Eran los tiempos del desasosiego, los días en que el rumbo se había desvanecido. La vida parecía escondida en alguna parte y yo, era incapaz de advertir que transitaba por un camino oscuro y peligroso. El sol también se hallaba escondido y Buenos Aires, una vez más, jugaba un papel vital, ya que en ella se encontraba la última carta: el refugio de la familia.

Lo cierto es que Londres no había cuajado, por el contrario, había demostrado ser una gigantesca luz artificial, una ilusión, una mentira en la que una pequeña parte resplandecía y la otra, la mayoría, estaba condenada a vivir con pequeñas velas; una realidad que pronto se transformó en una gran desilusión y en la que las palabras pronunciadas años atrás por la Dama de Hierro habían tenido una aceptación contundente: la sociedad no existe.

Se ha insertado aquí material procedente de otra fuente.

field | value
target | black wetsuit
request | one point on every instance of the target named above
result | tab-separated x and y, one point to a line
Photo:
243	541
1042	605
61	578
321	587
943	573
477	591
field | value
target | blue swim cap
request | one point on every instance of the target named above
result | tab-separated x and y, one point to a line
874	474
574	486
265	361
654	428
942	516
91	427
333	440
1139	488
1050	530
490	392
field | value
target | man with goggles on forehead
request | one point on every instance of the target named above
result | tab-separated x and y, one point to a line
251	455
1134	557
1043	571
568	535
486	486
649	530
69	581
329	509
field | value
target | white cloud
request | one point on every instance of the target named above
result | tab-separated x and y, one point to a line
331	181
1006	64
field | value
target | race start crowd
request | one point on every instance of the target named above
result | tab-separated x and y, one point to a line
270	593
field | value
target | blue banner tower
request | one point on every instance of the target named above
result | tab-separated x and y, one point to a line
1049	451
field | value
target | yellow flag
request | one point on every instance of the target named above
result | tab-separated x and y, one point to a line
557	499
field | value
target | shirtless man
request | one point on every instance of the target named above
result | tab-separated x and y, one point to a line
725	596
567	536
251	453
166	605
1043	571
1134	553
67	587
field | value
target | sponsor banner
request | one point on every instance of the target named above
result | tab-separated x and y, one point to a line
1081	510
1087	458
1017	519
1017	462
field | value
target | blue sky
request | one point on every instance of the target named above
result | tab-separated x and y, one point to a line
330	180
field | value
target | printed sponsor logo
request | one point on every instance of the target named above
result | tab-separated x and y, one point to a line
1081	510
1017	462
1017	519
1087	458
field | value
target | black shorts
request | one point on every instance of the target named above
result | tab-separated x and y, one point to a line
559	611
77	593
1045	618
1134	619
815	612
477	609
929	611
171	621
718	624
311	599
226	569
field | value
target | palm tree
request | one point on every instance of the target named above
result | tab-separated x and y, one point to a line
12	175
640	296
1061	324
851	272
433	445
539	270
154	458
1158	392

Y a pesar de los esfuerzos de la familia por hacerme saber que estaban de mi lado (incluidos los perros que insistían en hacerme saber que no me habían olvidado), la oscuridad me susurraba al oído palabras que aun hoy me cuesta repetir. Pero hubo una situación que me hizo detener frente al ordenador, unas imágenes que pronto despertaron mi interés y me hicieron incorporar de súbito en la silla.

Se trataba de un basural, de una gigantesca montaña de basura de la que se alimentaban hombres y mujeres, niños con el vientre hinchado y el rostro marcado por la muerte, perros esqueléticos condenados a introducir sus hocicos en la mugre. Un universo podrido y pestilente en donde nada podía vivir porque la vida ya hacia largo tiempo que se había marchado.

Recuerdo que permanecí atónito frente al ordenador, recuerdo que mi corazón pareció despertarse. <¿Qué realidad podría ser más dura que esa?> –pensé– <¿Quién que se considere humano podía soportar una situación semejante?>.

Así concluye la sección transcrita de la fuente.